For multi-label classification I also set model.config.problem_type = "multi_label_classification", and define each label as a multi-hot vector (a list of 0/1 values, each corresponding to a different class).
So for instance, given the task consists in assigning one or more topics (sports, politics, culture) to text articles, I end up with labels like [0, 1, 0] (politics) or [1, 1, 0] (sports & politics). This works as expected and I managed to train the model.
Now I’d like to define the label column as a Sequence of ClassLabel items, and keep labels like [0, 2] (sports and culture), [0] (sports), [0, 1, 2] (sports, politics, culture)… If I structure the dataset like that, I get the following error when trying to train:
ValueError: Target size (torch.Size([16, 2])) must be the same as input size (torch.Size([16, 3]))
Is it necessary to define the label column as a multi-hot encoded vector in order to train a multi-label classifier or can I use ClassLabel objects similar to single-label multi-class task?
@zbeloki
Defining the labels as one-hot worked for me, the other thing I did was cast it as a Sequence of ClassLabel!
Make sure your one-hot encoded labels is float datatype.

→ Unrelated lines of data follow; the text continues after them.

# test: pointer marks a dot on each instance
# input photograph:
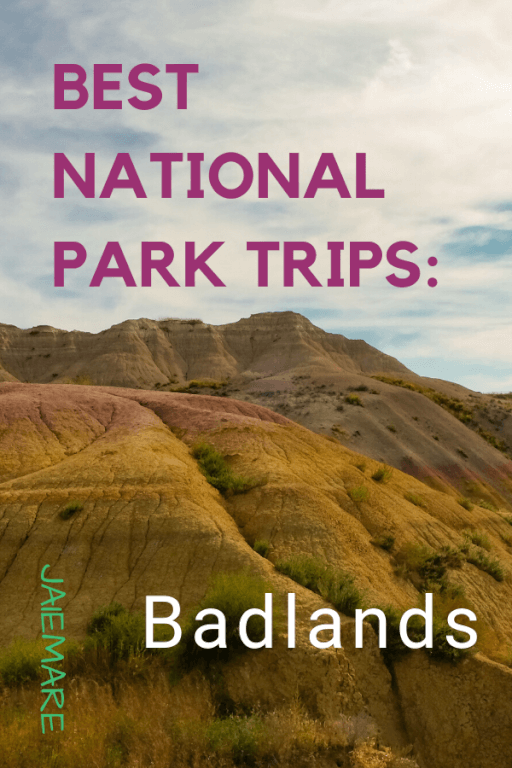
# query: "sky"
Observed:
(424, 89)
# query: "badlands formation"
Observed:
(150, 523)
(434, 430)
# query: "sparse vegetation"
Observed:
(384, 541)
(262, 547)
(354, 400)
(70, 510)
(149, 723)
(427, 569)
(451, 404)
(487, 505)
(382, 474)
(20, 662)
(200, 384)
(358, 494)
(441, 650)
(233, 594)
(485, 563)
(478, 538)
(415, 499)
(117, 631)
(218, 473)
(334, 585)
(496, 442)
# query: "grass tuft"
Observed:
(334, 585)
(20, 662)
(262, 547)
(70, 510)
(218, 473)
(385, 541)
(413, 498)
(353, 399)
(382, 474)
(358, 494)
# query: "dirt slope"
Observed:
(151, 524)
(281, 360)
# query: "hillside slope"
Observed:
(426, 427)
(148, 522)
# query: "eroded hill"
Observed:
(148, 522)
(340, 387)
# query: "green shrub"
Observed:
(354, 400)
(233, 594)
(262, 547)
(384, 541)
(487, 505)
(20, 662)
(334, 585)
(121, 633)
(490, 565)
(478, 538)
(358, 494)
(413, 498)
(382, 474)
(395, 649)
(427, 568)
(240, 738)
(70, 510)
(218, 473)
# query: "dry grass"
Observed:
(148, 722)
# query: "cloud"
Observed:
(421, 88)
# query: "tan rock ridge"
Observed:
(321, 380)
(149, 523)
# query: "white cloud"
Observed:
(423, 88)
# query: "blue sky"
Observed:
(425, 89)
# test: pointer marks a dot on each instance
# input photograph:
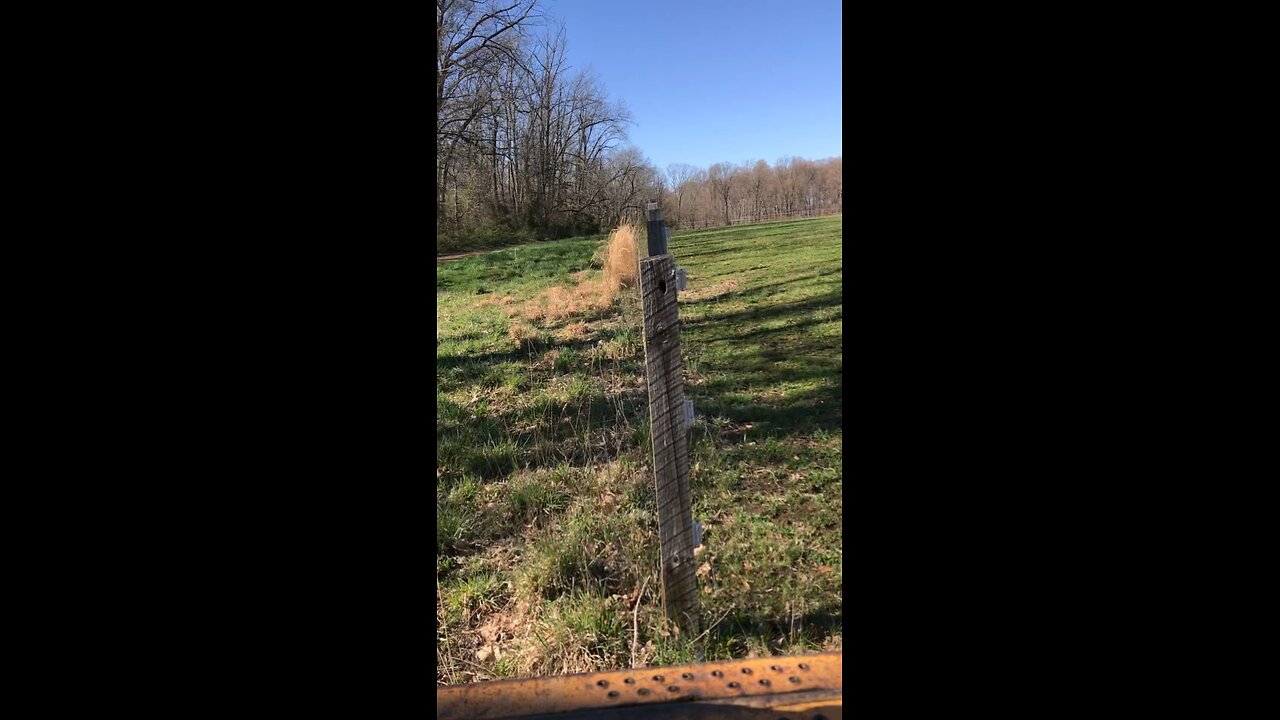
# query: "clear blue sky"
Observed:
(711, 81)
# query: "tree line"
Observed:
(528, 149)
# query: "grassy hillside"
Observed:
(547, 551)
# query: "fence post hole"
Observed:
(667, 411)
(657, 233)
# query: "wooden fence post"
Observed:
(666, 379)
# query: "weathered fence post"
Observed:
(666, 379)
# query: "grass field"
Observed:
(547, 540)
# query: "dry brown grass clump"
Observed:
(521, 335)
(572, 332)
(621, 270)
(621, 261)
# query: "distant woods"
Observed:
(528, 149)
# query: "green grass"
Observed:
(547, 524)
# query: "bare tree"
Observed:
(721, 178)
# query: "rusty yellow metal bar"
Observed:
(795, 687)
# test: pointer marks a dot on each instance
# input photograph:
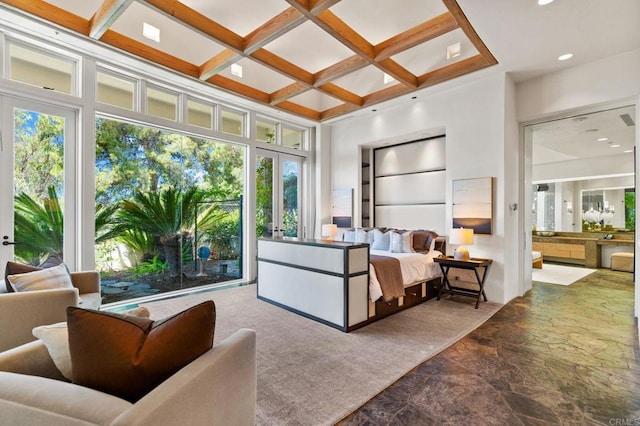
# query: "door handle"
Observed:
(7, 243)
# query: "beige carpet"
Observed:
(312, 374)
(560, 274)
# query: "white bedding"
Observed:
(413, 266)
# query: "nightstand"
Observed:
(479, 266)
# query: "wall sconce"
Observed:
(461, 236)
(329, 231)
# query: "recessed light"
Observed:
(151, 32)
(236, 70)
(453, 51)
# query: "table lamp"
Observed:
(329, 231)
(461, 236)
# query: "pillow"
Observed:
(56, 338)
(400, 242)
(128, 356)
(381, 240)
(349, 236)
(14, 268)
(43, 279)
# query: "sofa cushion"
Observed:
(43, 279)
(13, 268)
(56, 338)
(129, 356)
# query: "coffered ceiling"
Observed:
(318, 59)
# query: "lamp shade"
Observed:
(461, 236)
(329, 230)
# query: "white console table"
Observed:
(327, 281)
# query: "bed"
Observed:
(333, 282)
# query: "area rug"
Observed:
(312, 374)
(560, 274)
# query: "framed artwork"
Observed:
(342, 208)
(473, 204)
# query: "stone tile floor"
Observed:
(561, 355)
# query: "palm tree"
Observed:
(167, 215)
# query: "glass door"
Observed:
(37, 213)
(278, 194)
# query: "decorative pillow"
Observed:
(400, 242)
(43, 279)
(129, 356)
(14, 268)
(56, 338)
(349, 236)
(381, 240)
(364, 236)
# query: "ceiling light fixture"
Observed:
(151, 32)
(236, 70)
(453, 50)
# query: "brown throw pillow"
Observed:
(14, 268)
(128, 356)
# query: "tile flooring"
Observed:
(560, 355)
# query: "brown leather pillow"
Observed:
(14, 268)
(129, 356)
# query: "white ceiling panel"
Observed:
(175, 38)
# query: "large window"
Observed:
(168, 210)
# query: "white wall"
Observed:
(611, 81)
(473, 119)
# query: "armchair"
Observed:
(21, 312)
(218, 388)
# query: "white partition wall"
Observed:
(322, 280)
(409, 185)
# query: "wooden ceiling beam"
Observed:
(282, 66)
(239, 88)
(386, 94)
(52, 13)
(288, 92)
(187, 16)
(419, 34)
(339, 69)
(341, 94)
(468, 30)
(218, 63)
(457, 69)
(337, 111)
(317, 6)
(272, 29)
(105, 16)
(149, 53)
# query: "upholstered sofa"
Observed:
(217, 388)
(21, 312)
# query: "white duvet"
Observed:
(414, 267)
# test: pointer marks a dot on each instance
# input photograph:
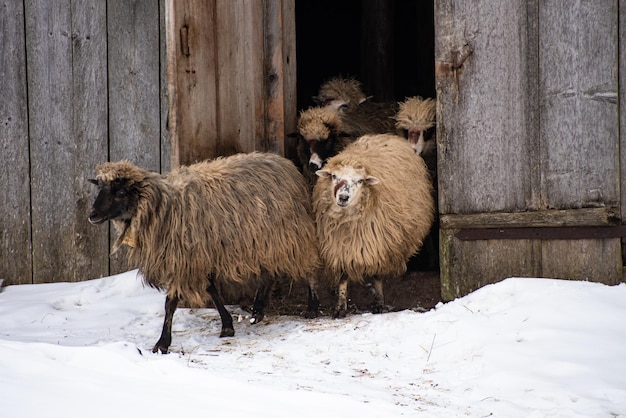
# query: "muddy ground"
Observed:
(417, 290)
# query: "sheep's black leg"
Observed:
(227, 320)
(261, 300)
(379, 298)
(313, 302)
(342, 298)
(166, 334)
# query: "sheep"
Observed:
(231, 224)
(373, 206)
(320, 134)
(340, 93)
(417, 115)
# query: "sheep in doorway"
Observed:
(373, 207)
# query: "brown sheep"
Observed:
(340, 93)
(320, 136)
(416, 116)
(373, 207)
(230, 224)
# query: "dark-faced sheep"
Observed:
(230, 224)
(373, 207)
(340, 93)
(320, 136)
(417, 116)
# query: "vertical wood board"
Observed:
(485, 118)
(273, 76)
(15, 239)
(239, 45)
(89, 133)
(67, 95)
(165, 144)
(578, 53)
(134, 94)
(192, 86)
(289, 76)
(622, 108)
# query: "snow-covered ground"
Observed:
(519, 348)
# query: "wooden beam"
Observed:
(556, 233)
(534, 219)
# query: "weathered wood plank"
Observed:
(470, 265)
(290, 76)
(622, 114)
(546, 218)
(15, 238)
(239, 45)
(134, 93)
(65, 45)
(485, 114)
(596, 260)
(273, 77)
(89, 132)
(192, 85)
(579, 104)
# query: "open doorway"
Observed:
(388, 45)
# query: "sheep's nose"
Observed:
(315, 162)
(96, 219)
(342, 199)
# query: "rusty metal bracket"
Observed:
(443, 68)
(543, 233)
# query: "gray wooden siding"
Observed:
(84, 82)
(528, 123)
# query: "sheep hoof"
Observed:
(311, 314)
(160, 347)
(378, 309)
(256, 318)
(227, 332)
(340, 313)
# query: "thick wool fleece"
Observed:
(237, 219)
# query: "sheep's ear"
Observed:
(323, 173)
(371, 180)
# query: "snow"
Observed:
(519, 348)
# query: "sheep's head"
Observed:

If you are using pandas dataframes, here’s a short snippet!
label_enum = {k:j for j, k in enumerate(df['label_categories'].unique())}
num_labels = len(label_enum)
df['labels'] = df['label_categories'].apply(lambda x: [1.0 if label_enum[x]==i else 0.0 for i in range(num_labels)])

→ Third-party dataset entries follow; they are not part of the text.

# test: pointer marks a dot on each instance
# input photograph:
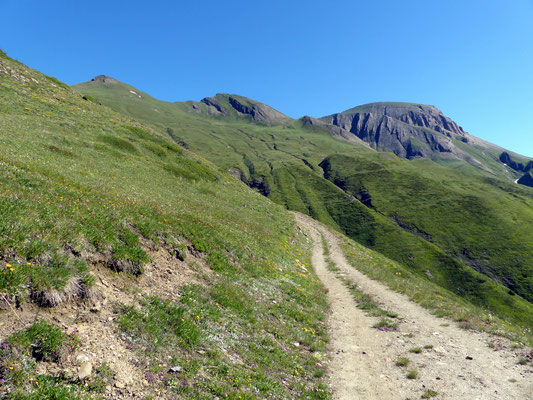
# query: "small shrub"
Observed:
(386, 325)
(43, 339)
(429, 394)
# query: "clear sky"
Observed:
(473, 59)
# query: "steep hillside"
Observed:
(287, 163)
(414, 130)
(132, 268)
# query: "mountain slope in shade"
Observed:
(242, 107)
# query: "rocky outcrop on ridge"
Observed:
(408, 130)
(242, 107)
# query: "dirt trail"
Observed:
(460, 365)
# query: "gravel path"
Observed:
(460, 364)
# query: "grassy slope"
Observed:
(434, 203)
(77, 178)
(277, 153)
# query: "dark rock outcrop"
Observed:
(104, 79)
(526, 180)
(242, 107)
(506, 159)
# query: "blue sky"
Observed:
(473, 59)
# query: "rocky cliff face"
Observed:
(408, 130)
(104, 79)
(226, 104)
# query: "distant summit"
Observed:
(408, 130)
(242, 107)
(104, 79)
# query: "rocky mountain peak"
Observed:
(242, 107)
(406, 129)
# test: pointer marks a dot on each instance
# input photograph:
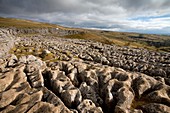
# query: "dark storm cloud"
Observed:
(77, 6)
(107, 14)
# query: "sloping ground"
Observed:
(135, 40)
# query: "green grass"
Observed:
(134, 40)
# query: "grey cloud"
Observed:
(84, 13)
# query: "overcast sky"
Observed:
(148, 16)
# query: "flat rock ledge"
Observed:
(28, 84)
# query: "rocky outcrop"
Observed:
(80, 76)
(31, 85)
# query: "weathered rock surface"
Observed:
(81, 76)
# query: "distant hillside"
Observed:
(148, 41)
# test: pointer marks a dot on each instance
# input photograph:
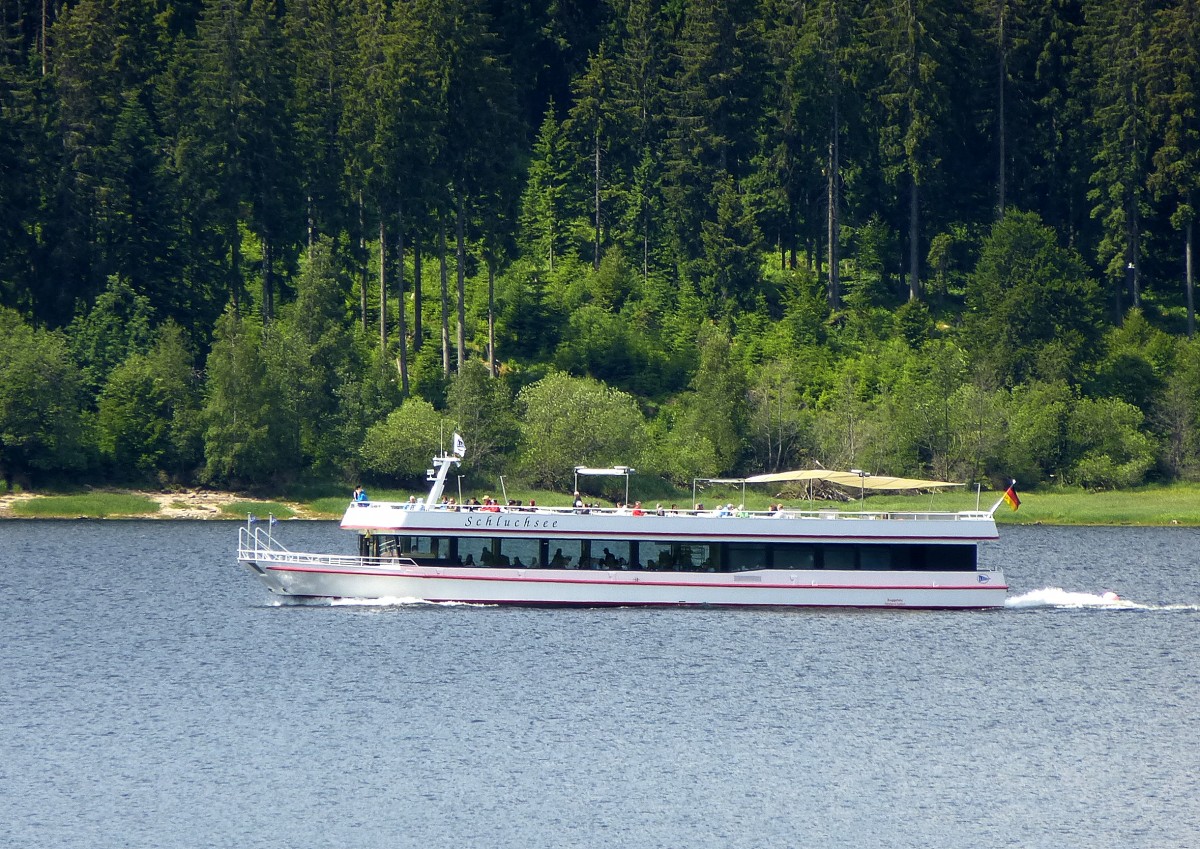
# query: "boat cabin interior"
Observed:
(667, 555)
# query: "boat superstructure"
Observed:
(594, 557)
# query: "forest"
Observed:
(257, 242)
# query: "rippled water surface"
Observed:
(154, 696)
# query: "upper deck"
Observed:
(820, 524)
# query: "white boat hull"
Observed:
(766, 588)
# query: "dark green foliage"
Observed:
(760, 223)
(149, 419)
(1033, 313)
(118, 325)
(40, 416)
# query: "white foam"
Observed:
(1061, 598)
(391, 601)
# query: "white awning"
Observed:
(852, 480)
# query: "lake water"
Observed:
(154, 694)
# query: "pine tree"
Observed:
(1116, 37)
(1175, 104)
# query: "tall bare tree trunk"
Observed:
(402, 309)
(445, 295)
(268, 288)
(383, 294)
(1001, 130)
(913, 242)
(461, 262)
(595, 258)
(1189, 278)
(491, 315)
(418, 332)
(363, 270)
(833, 223)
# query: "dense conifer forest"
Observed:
(251, 242)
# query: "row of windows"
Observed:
(667, 557)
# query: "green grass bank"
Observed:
(1176, 504)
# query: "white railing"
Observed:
(257, 543)
(786, 513)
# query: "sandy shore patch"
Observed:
(187, 504)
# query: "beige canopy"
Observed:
(851, 480)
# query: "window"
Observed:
(795, 557)
(744, 557)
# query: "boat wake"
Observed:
(1059, 598)
(394, 601)
(385, 601)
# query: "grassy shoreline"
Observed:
(1177, 504)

Defining labels as “one”-hot vectors ([1, 1, 0, 0, 1]) also works for me, but I’d like to avoid it and define them as a Sequence(feature=ClassLabel(…)). I can’t manage to train the model that way.
When I train a basic single-label multi-class model with labels as ClassLabel it works, but if I have multiple possible labels for each entry, I’m not sure if I can use ClassLabel or I’m supposed to use raw “one”-hot vectors as labels.
For instance, take GoEmotions-simplified dataset as a reference. The labels are a list of ClassLabel elements, but then I can’t train the model as is, I have to convert those labels to multi-hot encoded vectors. Am I doing something wrong? Or it is the expected behaviour and I am required to convert the dataset to multi-hot vectors?
I read your posts in this thread with attention as I have the same issue:
How to use a Dataset with input text as string and labels as Sequence(feature=ClassLabel(…)) like GoEmotions-simplified to train a multilabel classification model, and that WITHOUT converting my labels vectors ([4, 23, 1999] for example) to “one”-hot vectors?
Why? I have 2000 labels and 1.000.000 rows in my Dataset…
It’s a shame to do all these conversions to one-hot vectors.